The movie starring Ray Liotta as Henry Hill also had Robert di Nero as Jimmy Conway, Joe Pesci as Tommy DeVito. Amid all the gangsters, played by men in the film, there was Lorraine Bracco, who played the role of Karen Hill — the only female in the lead cast.
Bracco played the role of Henry Hill’s wife in ‘Goodfellas’
Karen Hill was a Jewish girl who fell in love with a gangster. Bracco took the role, after being considered against candidates like Madonna. She also received an Academy Award nomination for Best Supporting Actor (Female) for her part. Despite these accolades which came later, Bracco found the role draining. She told The New York Times that playing the role of the lone woman in a brutal and violent world of male gangsters was emotionally challenging for her.
She believed she had to work hard on her performance to avoid getting her scenes edited from the movie.
“If I didn’t make my work important, it would probably end up on the cutting room floor,” Bracco said.
Bracco felt immense burden as the only woman in a group of men in the movie. She was sure had her performance not been extraordinary, it would not get the same importance as her male counterparts.
“Marty said to me, ‘I know you think I only make men’s movies, but I really love this character, Karen.’” Bracco said. “But I think if push came to shove, if the performance wasn’t there, he would have geared the film more to Ray and the boys, so I felt a little bit of extra pressure on me.”
Bracco found Karen and Henry’s relationship unhealthy
In the movie, Bracco’s Karen is initially concerned about Henry’s illegal activities. But she gives in when she falls in love with him and his out-and-about lifestyle.
Karen marries Henry despite her parents’ approval. The movie looks at Karen and Henry’s turbulent relationship as she unwittingly becomes associated with Henry’s criminal activities. During their first date, Henry seems extremely rude and then he stands her up for what is supposed to be their second date.

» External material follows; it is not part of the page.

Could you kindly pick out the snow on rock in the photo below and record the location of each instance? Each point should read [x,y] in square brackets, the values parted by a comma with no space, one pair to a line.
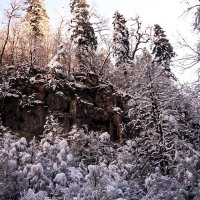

In a particular scene in the movie, Karen also torments Henry’s mistress with her words. In another, she holds a gun in her trembling hands pointed toward Henry as she threatens him over his infidelity.
Yet she chooses to help him break and evade the law. Bracco noted that Scorsese and Liotta believed Henry’s affection for Karen to be genuine. While Bracco agreed, she had a different opinion of their relationship.
“I see no difference between an abused wife and Karen Hill,” Bracco said. “There’s nothing, nothing, nothing romantic about this. I said to Marty[Scorsese] and Ray[Liotta] a hundred times, ‘I want to leave him.’ And on those days we’d do improvisations: ‘I’m leaving you, Henry,’ I’d say, and he’d[Liotta] say, ‘You can’t honey. You have nowhere to go.’”
The real Karen divorced Henry in 1990
Apart from Karen’s soft spot for Henry, her character was not portrayed as timid and helpless. She was always torn between staying with Henry and going out by herself, and she always chose the former. But their relationship was a larger critique of the power dynamics of marriages in gangster families.
Eventually, though, Karen did decide to leave Henry. While Henry agreed to become an informant for the FBI and went into witness protection, he still got arrested for cocaine trafficking in 1987. Karen, even after divorcing Henry, retained an alias to protect her identity.